Selain itu, fenomena viral yang sering terjadi di masa Pj juga tak lepas dari strategi promosi, termasuk melalui endorse selebgram atau influencer.
Pertanyaannya, apakah masih ada fasilitas gratis untuk promosi semacam ini di masa pemerintahan yang lebih definitif?
Ataukah justru promosi ini memerlukan biaya besar yang akhirnya membebani anggaran?
Tantangan Bagi Pemimpin Selanjutnya
Yang perlu disadari, setiap pemimpin memiliki pendekatan berbeda. Ada yang fokus pada inovasi dan gebrakan yang viral, ada pula yang lebih memilih pendekatan berbasis kebutuhan rakyat yang mungkin tidak terlalu “wah” di dunia maya tetapi berdampak nyata dalam jangka panjang.

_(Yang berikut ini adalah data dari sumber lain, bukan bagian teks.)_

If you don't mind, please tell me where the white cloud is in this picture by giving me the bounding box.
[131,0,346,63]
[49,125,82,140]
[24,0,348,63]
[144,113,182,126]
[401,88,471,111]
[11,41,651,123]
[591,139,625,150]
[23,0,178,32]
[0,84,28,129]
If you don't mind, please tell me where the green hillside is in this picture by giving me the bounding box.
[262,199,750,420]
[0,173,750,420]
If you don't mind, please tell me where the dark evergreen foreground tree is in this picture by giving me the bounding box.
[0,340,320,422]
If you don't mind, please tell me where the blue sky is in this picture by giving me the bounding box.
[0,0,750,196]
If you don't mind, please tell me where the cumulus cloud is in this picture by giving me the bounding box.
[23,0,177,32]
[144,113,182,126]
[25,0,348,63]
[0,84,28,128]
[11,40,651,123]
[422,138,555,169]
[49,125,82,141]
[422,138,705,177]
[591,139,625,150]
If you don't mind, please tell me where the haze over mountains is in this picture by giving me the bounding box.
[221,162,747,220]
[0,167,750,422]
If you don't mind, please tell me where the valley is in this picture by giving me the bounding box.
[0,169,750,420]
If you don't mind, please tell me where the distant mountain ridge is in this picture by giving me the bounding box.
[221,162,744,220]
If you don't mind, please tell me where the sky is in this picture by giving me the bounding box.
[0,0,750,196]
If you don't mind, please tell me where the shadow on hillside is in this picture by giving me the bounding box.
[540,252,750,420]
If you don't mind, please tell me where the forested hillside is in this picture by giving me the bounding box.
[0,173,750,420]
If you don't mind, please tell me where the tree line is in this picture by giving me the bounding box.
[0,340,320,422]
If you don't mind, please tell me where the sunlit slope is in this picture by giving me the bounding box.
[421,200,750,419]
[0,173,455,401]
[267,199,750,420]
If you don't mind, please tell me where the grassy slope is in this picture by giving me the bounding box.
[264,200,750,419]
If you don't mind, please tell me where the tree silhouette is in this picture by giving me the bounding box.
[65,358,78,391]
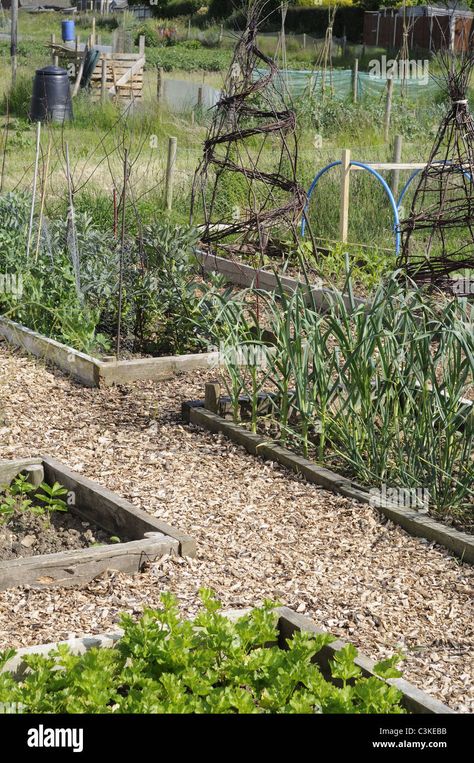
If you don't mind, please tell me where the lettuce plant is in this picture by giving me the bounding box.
[0,589,405,713]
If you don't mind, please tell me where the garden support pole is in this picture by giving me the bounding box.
[383,77,393,143]
[26,122,41,260]
[165,137,178,212]
[352,58,359,103]
[10,0,18,85]
[339,148,351,244]
[156,66,163,103]
[391,135,403,199]
[100,58,107,103]
[115,149,128,360]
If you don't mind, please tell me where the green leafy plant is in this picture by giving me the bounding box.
[0,589,404,713]
[214,273,474,526]
[0,474,68,524]
[35,482,68,520]
[0,474,35,524]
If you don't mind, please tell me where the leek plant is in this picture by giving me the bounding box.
[210,274,474,523]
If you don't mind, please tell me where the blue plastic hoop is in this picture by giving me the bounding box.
[301,160,398,254]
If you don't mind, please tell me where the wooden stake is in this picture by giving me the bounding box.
[383,77,393,143]
[0,95,10,193]
[100,58,107,103]
[115,149,128,360]
[26,122,41,260]
[156,66,164,103]
[339,148,351,244]
[204,382,221,413]
[165,137,178,211]
[35,133,51,262]
[72,45,87,98]
[392,135,403,200]
[65,142,82,299]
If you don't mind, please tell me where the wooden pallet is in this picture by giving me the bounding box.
[48,43,146,100]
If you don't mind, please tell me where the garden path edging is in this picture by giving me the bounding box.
[0,607,455,715]
[0,317,218,387]
[182,401,474,564]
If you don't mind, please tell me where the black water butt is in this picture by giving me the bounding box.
[30,66,73,122]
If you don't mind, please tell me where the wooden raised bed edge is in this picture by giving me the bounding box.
[195,250,365,312]
[2,607,455,714]
[182,401,474,564]
[0,456,196,590]
[0,317,217,387]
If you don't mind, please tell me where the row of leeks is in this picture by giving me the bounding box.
[205,274,474,522]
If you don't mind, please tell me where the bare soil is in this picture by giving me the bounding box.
[0,511,117,562]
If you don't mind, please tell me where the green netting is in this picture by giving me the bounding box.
[254,69,439,100]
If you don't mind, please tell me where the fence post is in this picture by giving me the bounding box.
[383,77,393,143]
[352,58,359,103]
[165,137,178,212]
[339,148,351,244]
[100,54,107,103]
[392,135,403,199]
[156,66,163,103]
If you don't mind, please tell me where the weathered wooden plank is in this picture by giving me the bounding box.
[43,456,196,556]
[96,352,218,386]
[278,607,454,714]
[0,536,179,590]
[0,317,98,387]
[195,250,364,312]
[109,58,145,95]
[188,407,474,564]
[0,456,42,485]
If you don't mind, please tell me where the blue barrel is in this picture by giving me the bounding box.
[61,19,76,42]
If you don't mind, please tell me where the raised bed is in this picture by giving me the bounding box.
[182,394,474,564]
[0,318,217,387]
[0,456,196,590]
[3,607,454,714]
[195,251,365,312]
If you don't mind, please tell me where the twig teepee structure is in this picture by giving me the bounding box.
[398,42,474,286]
[191,0,306,254]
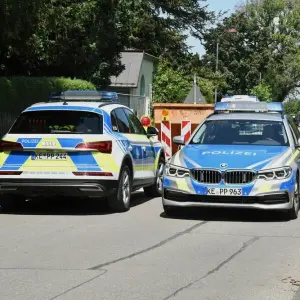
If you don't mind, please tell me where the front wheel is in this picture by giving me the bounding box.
[108,166,132,212]
[144,158,165,197]
[288,178,299,220]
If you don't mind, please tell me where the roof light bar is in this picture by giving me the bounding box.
[221,95,259,102]
[214,101,283,114]
[49,90,118,102]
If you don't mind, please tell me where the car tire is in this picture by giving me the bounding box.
[287,178,300,220]
[108,165,132,212]
[144,157,165,197]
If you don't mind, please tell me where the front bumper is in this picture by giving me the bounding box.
[163,188,293,210]
[0,179,118,198]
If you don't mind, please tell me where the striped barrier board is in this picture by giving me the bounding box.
[161,121,172,160]
[181,121,192,142]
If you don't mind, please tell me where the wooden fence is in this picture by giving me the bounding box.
[0,112,17,138]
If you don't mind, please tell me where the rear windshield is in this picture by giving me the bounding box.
[191,120,289,146]
[10,110,103,134]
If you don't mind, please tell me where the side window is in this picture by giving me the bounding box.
[114,108,130,133]
[111,111,119,132]
[124,109,146,135]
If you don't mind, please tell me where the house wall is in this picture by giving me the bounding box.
[133,56,154,97]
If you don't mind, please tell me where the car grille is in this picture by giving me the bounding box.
[192,170,222,184]
[224,171,256,184]
[191,169,256,184]
[164,190,289,205]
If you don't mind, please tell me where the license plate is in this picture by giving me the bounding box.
[207,188,243,196]
[31,152,67,160]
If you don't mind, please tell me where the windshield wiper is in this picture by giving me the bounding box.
[51,130,83,134]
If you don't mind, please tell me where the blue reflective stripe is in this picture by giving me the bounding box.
[17,138,42,148]
[1,151,30,171]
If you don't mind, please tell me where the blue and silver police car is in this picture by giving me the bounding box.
[162,97,300,219]
[0,91,165,211]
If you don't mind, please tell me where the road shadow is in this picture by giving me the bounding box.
[160,208,289,223]
[5,192,152,216]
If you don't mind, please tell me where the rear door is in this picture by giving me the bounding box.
[124,108,155,178]
[0,107,116,178]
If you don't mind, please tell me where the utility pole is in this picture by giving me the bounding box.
[215,41,219,103]
[194,73,197,104]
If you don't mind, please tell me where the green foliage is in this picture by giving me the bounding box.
[204,0,300,101]
[118,0,215,64]
[283,100,300,117]
[0,77,95,113]
[0,0,124,86]
[250,82,272,102]
[153,59,226,103]
[153,60,193,103]
[0,0,214,87]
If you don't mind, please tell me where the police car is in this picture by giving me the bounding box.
[162,97,300,219]
[0,91,165,211]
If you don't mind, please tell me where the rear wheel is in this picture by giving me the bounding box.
[287,178,299,220]
[144,157,165,197]
[108,166,132,212]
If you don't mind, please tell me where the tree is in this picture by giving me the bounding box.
[153,59,225,103]
[204,0,300,101]
[250,82,272,102]
[0,0,125,86]
[118,0,214,67]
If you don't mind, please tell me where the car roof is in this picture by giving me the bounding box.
[207,113,283,122]
[25,101,128,112]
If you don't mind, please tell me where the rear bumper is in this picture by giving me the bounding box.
[163,189,293,210]
[0,179,118,198]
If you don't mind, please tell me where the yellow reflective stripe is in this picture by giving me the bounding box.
[35,138,62,150]
[91,152,120,172]
[176,178,189,192]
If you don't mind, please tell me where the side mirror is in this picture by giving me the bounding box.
[173,135,185,146]
[147,126,158,137]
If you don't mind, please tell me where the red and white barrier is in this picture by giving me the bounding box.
[181,121,192,142]
[161,121,172,160]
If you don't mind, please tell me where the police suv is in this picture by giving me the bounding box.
[162,96,300,219]
[0,91,165,211]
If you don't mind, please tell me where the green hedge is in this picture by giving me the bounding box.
[0,77,96,114]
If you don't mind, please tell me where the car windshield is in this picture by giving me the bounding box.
[10,110,103,134]
[191,120,289,146]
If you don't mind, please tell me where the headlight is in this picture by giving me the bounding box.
[166,164,190,178]
[257,167,292,180]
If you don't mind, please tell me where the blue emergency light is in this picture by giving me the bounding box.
[49,90,118,102]
[214,101,283,114]
[221,95,259,102]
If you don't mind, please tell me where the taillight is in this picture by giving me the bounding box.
[73,172,113,177]
[76,141,112,153]
[0,141,23,152]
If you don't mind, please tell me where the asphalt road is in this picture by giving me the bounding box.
[0,193,300,300]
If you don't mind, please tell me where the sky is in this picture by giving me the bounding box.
[188,0,243,55]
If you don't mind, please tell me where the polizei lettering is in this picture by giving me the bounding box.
[202,151,256,156]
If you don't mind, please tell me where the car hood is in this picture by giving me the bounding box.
[170,145,292,170]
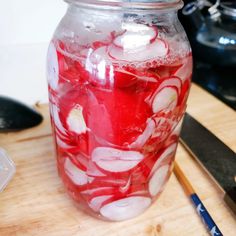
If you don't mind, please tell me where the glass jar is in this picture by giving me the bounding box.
[47,0,192,221]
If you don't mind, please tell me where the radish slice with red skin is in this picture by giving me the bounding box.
[100,196,151,221]
[145,76,182,105]
[80,187,115,197]
[56,135,74,149]
[113,23,158,50]
[64,158,88,185]
[108,38,169,62]
[171,117,184,136]
[86,46,111,65]
[129,118,156,148]
[148,165,170,196]
[119,177,131,193]
[158,76,182,94]
[174,55,193,81]
[66,105,87,134]
[150,143,177,175]
[152,87,178,113]
[88,195,113,212]
[52,105,67,135]
[92,147,144,172]
[87,161,106,177]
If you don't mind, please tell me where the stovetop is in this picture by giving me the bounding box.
[193,62,236,110]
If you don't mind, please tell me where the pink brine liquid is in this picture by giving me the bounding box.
[48,25,192,221]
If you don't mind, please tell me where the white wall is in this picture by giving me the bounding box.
[0,0,67,104]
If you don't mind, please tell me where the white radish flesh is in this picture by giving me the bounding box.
[113,23,157,50]
[148,165,169,196]
[152,87,178,113]
[108,39,168,62]
[175,57,193,81]
[130,118,156,148]
[100,196,151,221]
[92,147,144,172]
[64,158,88,185]
[66,105,87,134]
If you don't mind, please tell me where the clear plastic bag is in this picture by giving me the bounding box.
[0,148,16,192]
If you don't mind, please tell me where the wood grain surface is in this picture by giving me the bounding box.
[0,84,236,236]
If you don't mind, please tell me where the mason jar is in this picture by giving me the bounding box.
[47,0,192,221]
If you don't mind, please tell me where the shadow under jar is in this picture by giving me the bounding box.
[47,0,192,221]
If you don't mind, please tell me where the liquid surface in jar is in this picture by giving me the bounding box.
[48,24,192,221]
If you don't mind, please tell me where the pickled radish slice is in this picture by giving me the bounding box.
[148,165,169,196]
[174,56,193,81]
[47,42,59,90]
[152,87,178,113]
[64,158,88,185]
[56,135,73,149]
[67,105,87,134]
[100,196,151,221]
[80,187,114,196]
[113,23,158,50]
[158,76,182,94]
[119,177,131,193]
[51,104,66,135]
[87,161,106,177]
[92,147,144,172]
[89,46,111,64]
[172,117,184,136]
[150,143,177,175]
[130,118,156,148]
[108,38,169,62]
[89,195,113,211]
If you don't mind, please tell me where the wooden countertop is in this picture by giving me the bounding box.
[0,84,236,236]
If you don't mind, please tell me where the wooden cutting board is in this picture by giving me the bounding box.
[0,85,236,236]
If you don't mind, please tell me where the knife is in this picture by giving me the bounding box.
[180,113,236,214]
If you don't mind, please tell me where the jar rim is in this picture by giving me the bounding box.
[64,0,183,10]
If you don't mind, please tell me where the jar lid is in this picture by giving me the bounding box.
[0,148,16,192]
[65,0,183,9]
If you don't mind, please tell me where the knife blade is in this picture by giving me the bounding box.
[180,113,236,214]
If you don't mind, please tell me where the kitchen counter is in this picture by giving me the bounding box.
[0,84,236,236]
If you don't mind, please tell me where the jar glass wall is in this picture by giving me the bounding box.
[47,1,192,221]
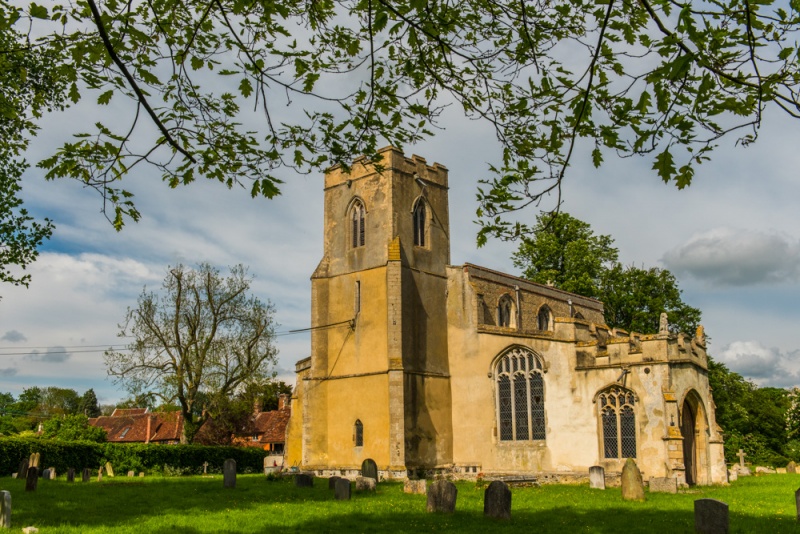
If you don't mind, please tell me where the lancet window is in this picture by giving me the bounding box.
[494,347,545,441]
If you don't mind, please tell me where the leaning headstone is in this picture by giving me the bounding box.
[483,480,511,519]
[361,458,378,482]
[294,473,314,488]
[25,466,39,491]
[622,458,645,501]
[694,499,728,534]
[0,491,11,528]
[356,477,377,491]
[589,465,606,489]
[333,477,350,501]
[650,477,678,493]
[428,479,458,514]
[222,458,236,488]
[403,479,428,495]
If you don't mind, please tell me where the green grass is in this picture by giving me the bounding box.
[0,475,800,534]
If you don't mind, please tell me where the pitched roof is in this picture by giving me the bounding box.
[89,408,183,443]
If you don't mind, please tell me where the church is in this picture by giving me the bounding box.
[286,147,727,485]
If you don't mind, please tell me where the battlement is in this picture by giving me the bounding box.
[325,146,448,189]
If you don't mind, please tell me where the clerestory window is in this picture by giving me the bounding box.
[495,347,545,441]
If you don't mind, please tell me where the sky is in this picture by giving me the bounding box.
[0,71,800,404]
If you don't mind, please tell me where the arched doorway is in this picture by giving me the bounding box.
[681,390,710,486]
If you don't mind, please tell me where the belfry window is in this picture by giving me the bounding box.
[413,198,426,247]
[598,386,636,459]
[353,419,364,447]
[494,347,545,441]
[497,295,516,327]
[350,200,365,248]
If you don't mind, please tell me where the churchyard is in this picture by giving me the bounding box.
[0,474,800,534]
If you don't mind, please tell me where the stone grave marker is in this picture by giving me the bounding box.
[403,479,428,495]
[333,477,351,501]
[294,473,314,488]
[622,458,645,501]
[25,466,39,491]
[589,465,606,489]
[483,480,511,519]
[428,479,458,514]
[356,477,378,491]
[650,477,678,493]
[222,458,236,488]
[694,499,728,534]
[0,491,11,528]
[361,458,378,482]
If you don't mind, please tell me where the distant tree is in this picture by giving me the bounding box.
[42,414,106,443]
[105,264,277,442]
[512,212,701,334]
[80,388,100,418]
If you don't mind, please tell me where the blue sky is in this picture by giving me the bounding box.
[0,90,800,402]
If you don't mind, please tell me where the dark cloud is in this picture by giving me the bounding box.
[25,347,72,363]
[716,341,800,387]
[0,330,28,343]
[662,228,800,286]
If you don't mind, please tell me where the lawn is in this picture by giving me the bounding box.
[0,475,800,534]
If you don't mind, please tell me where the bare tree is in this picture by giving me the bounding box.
[104,264,277,442]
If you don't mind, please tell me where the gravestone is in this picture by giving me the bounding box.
[694,499,728,534]
[650,477,678,493]
[589,465,606,489]
[483,480,511,519]
[25,466,39,491]
[294,473,314,488]
[428,479,458,514]
[222,458,236,488]
[17,458,28,478]
[356,477,378,491]
[622,458,645,501]
[361,458,378,482]
[403,479,428,495]
[333,477,351,501]
[0,491,11,528]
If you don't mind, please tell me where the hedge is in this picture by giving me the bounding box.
[0,437,267,476]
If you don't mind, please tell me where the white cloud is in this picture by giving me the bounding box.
[662,227,800,286]
[715,341,800,387]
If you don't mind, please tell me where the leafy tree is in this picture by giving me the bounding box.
[42,414,106,443]
[105,264,277,441]
[513,211,700,333]
[0,0,800,242]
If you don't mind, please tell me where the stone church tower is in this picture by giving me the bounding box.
[286,148,727,485]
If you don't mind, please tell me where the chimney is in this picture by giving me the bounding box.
[278,393,289,410]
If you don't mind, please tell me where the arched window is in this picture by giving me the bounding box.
[497,295,517,327]
[350,200,366,248]
[537,304,552,330]
[353,419,364,447]
[494,347,545,441]
[413,198,426,247]
[598,386,636,458]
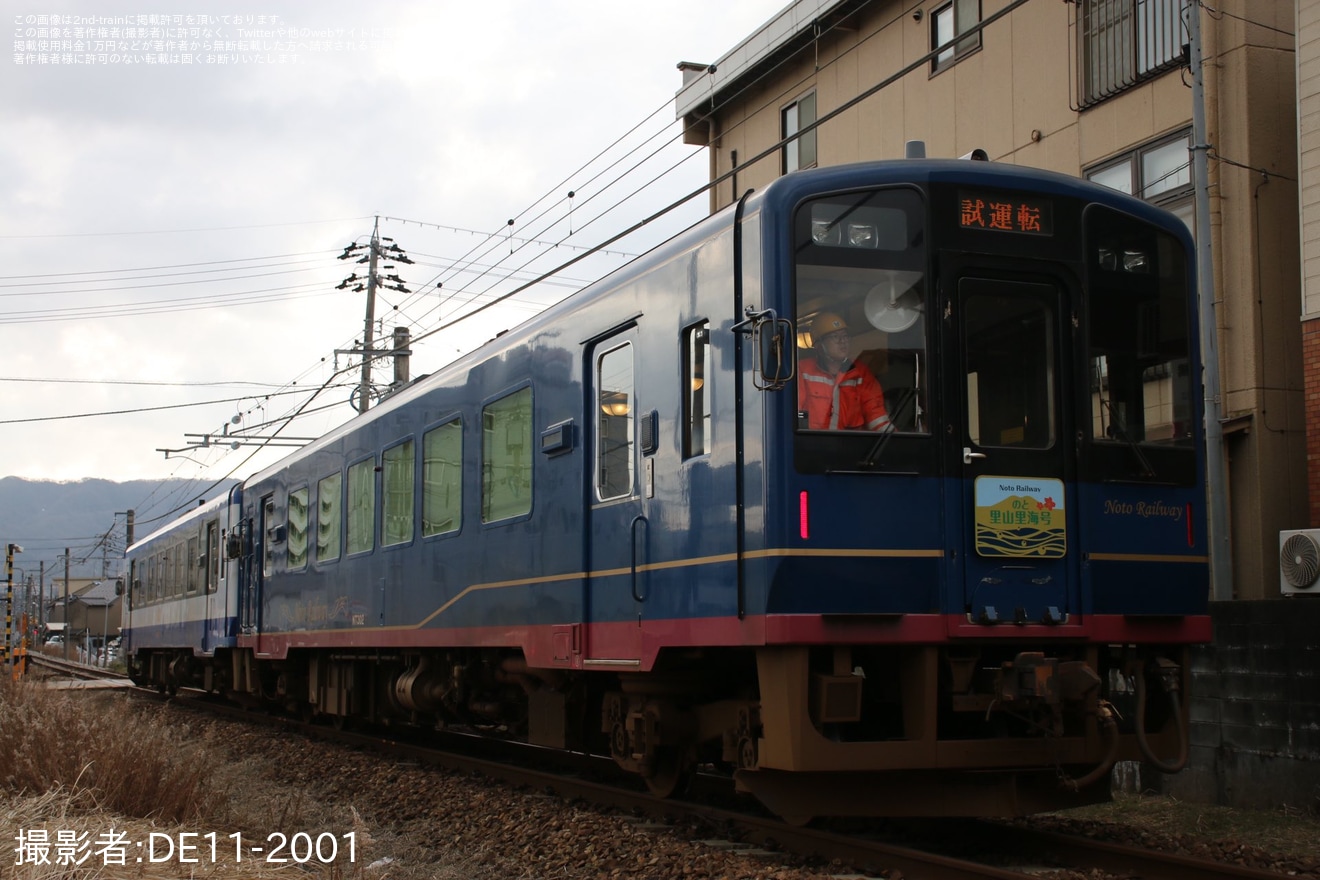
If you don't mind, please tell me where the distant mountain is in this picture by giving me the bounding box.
[0,476,235,583]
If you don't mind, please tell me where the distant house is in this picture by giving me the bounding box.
[46,578,121,644]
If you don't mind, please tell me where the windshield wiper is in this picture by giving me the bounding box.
[1100,394,1155,479]
[857,385,916,468]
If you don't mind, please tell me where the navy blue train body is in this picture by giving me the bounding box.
[125,160,1210,821]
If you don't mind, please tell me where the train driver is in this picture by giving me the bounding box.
[797,311,892,431]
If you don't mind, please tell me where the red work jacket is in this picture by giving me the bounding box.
[797,359,891,431]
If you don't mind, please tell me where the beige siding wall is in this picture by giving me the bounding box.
[1296,0,1320,319]
[689,0,1304,598]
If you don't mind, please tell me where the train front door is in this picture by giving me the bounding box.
[945,272,1078,628]
[583,332,651,669]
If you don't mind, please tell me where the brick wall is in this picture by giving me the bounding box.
[1166,596,1320,811]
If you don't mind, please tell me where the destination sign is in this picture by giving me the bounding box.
[958,191,1055,235]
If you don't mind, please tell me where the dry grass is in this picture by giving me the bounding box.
[0,678,478,880]
[0,679,224,822]
[1059,793,1320,864]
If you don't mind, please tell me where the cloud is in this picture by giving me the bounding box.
[0,0,779,488]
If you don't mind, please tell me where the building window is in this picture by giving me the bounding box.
[780,92,816,174]
[931,0,981,73]
[482,388,532,522]
[1086,132,1196,234]
[421,420,463,537]
[1077,0,1188,107]
[317,474,343,562]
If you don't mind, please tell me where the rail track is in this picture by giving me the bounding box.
[34,656,1296,880]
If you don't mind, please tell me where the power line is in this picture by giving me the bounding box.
[0,376,284,388]
[0,216,367,240]
[0,389,353,425]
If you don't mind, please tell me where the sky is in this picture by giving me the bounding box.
[0,0,787,511]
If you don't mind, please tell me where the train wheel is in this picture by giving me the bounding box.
[645,747,692,797]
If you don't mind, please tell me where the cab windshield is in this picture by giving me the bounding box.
[793,187,929,434]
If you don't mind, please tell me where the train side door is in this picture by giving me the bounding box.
[202,520,217,654]
[583,333,651,666]
[239,495,275,636]
[948,273,1078,628]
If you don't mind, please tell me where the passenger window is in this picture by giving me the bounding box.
[261,495,275,578]
[595,343,635,501]
[380,439,417,546]
[347,458,376,555]
[202,520,220,592]
[317,474,343,562]
[183,538,202,595]
[285,486,308,571]
[482,388,532,522]
[421,420,463,537]
[682,321,710,458]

Walikota definitif seperti Ratu Dewa kini dihadapkan pada tantangan besar: melanjutkan program-program yang efektif, sekaligus menuntaskan berbagai persoalan mendasar yang mungkin tak tersentuh sebelumnya.
Selain itu, ada pula janji-janji politik saat Pilkada yang tentu harus direalisasikan, yang mungkin berbeda dengan prioritas Pj sebelumnya.
Fenomena Pj yang mencuri perhatian memang menarik untuk diamati. Namun, pada akhirnya, yang terpenting bukanlah sekadar membuat kejutan, melainkan bagaimana program yang telah dibuat bisa benar-benar memberikan dampak nyata bagi masyarakat dalam jangka panjang.
Spektakuler di media sosial itu penting, tetapi menyelesaikan permasalahan kota dengan solusi yang berkelanjutan adalah tantangan yang lebih besar.
Persoalan revitalisasi Pasar 16, Hotel Parkside, Menara Ampera tanpa kajian tentu hanya segelintir persoalan berat yang telah menunggu.
Belum lagi, janji politik yang butuh realisasi. Ditambah lagi, janji politik Presiden yang juga berdampak ke daerah yang juga butuh perhatian.
Seribu persoalan menanti, tak semuanya bisa diselesaikan. Tapi ada yang perlu konsentrasi, ada yang butuh fokus, dan tak sedikit yang menunggu sentuhan “tangan dingin”.